The Gladrock stood on a prominent crossroads in the city, its front door almost colliding with the sidewalk. The lobby paired a sleek, curved walnut check-in area with oil paintings hung around graffiti inspired walls.
With my arrival expected, I checked in and took the elevator to the fourteenth floor, room key in hand. I’d never stayed in the hotel before. The owners held events every night, and each room had its own theme. Given my plans, I would miss tonight’s Burlesque show, where they teach you how to dance. The concierge assured me it would happen again, and I had made a mental note to pop in to that one in the future.
I swiped my key card and stepped into a groovy world of sculptures meant to look like coral, and soft ripples of light undulating across a deep-blue tiled floor. I dropped the card key on a side table and left my luggage at the door.
Tucked off the left side of the main entrance, a plush white loveseat and two matching arm chairs reclined around an inviting living area. I declined the offer and padded into the bedroom.
A low, sleek king-sized bed with a solid black headboard commanded focus. I flopped onto the bed and sunk, half the mattress cresting away from me. I turned and stared in awe. An honest to God waterbed. I hadn’t seen one of those since I was a teenager. I couldn’t believe they still made them. I studied the design and narrowed my eyes. I couldn’t imagine having sex on the thing. Though, perhaps if the rhythm flowed just right. I enjoyed a good challenge.

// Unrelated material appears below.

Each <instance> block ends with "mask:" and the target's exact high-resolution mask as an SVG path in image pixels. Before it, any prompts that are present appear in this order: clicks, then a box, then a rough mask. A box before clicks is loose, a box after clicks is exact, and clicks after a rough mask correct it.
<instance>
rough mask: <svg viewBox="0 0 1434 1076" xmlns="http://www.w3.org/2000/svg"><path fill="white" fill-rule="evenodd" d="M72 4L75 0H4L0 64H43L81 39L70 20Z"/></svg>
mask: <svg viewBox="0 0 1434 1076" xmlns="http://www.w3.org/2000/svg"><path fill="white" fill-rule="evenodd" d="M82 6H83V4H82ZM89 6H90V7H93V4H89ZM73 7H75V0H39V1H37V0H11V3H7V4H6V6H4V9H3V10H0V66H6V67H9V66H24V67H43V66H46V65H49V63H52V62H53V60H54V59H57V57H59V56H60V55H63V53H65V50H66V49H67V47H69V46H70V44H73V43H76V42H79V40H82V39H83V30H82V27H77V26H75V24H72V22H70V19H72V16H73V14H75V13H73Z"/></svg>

Curious what wonders awaited me in the bathroom, I rounded a bend at the far end of the room and stopped, slack jawed. Tucked away behind a curved glass block wall, the bathroom stretched behind towering floor to ceiling windows that looked out on to the bustling cityscape beyond, a sleek white lounge chair positioned to take advantage of the view. On the back wall, a waterfall trickled between ledges of glossy black tile, tumbling into an infinity pool. A built-in alcove housed several sconces, their light flickering like candles. I dipped a forefinger into the pool. The water was luxuriously warm. I couldn’t wait to dive in.
A generous stand up shower encased in glass stood opposite the pool, and a toilet and low vanity curved along the block wall. The room exceeded my wildest expectations. I’d asked for water features. This took the cake.
I stripped off and slipped into the pool. Experimenting with several dials, I adjusting the strength and number of jets before I found a setting that would allow me to swim in one place, like a water treadmill. Eager to burn off some restless energy, I spent a good half hour fighting the current with a strong front crawl then hopped into the shower.
I pulled out a matching black lace thong and bra and paired those with a tight LBD. With more time to kill, and deciding I needed a little sustenance to keep up my stamina, I ordered some room service. By the time I’d finished eating, fixed my hair, and applied my makeup, it was 6:59pm.
The knock at the door sent a thrill through me. I liked my men punctual. I swung the door wide, revealing a tall, broad shouldered pillar of testosterone with golden eyes and a cocky grin. He filled out a pair of blue jeans, the buttons of his shirt undone showing off a chiselled chest, dusted with just the right amount of dark curly hair. Off his hips slung a tool belt, and he packed a very large wrench.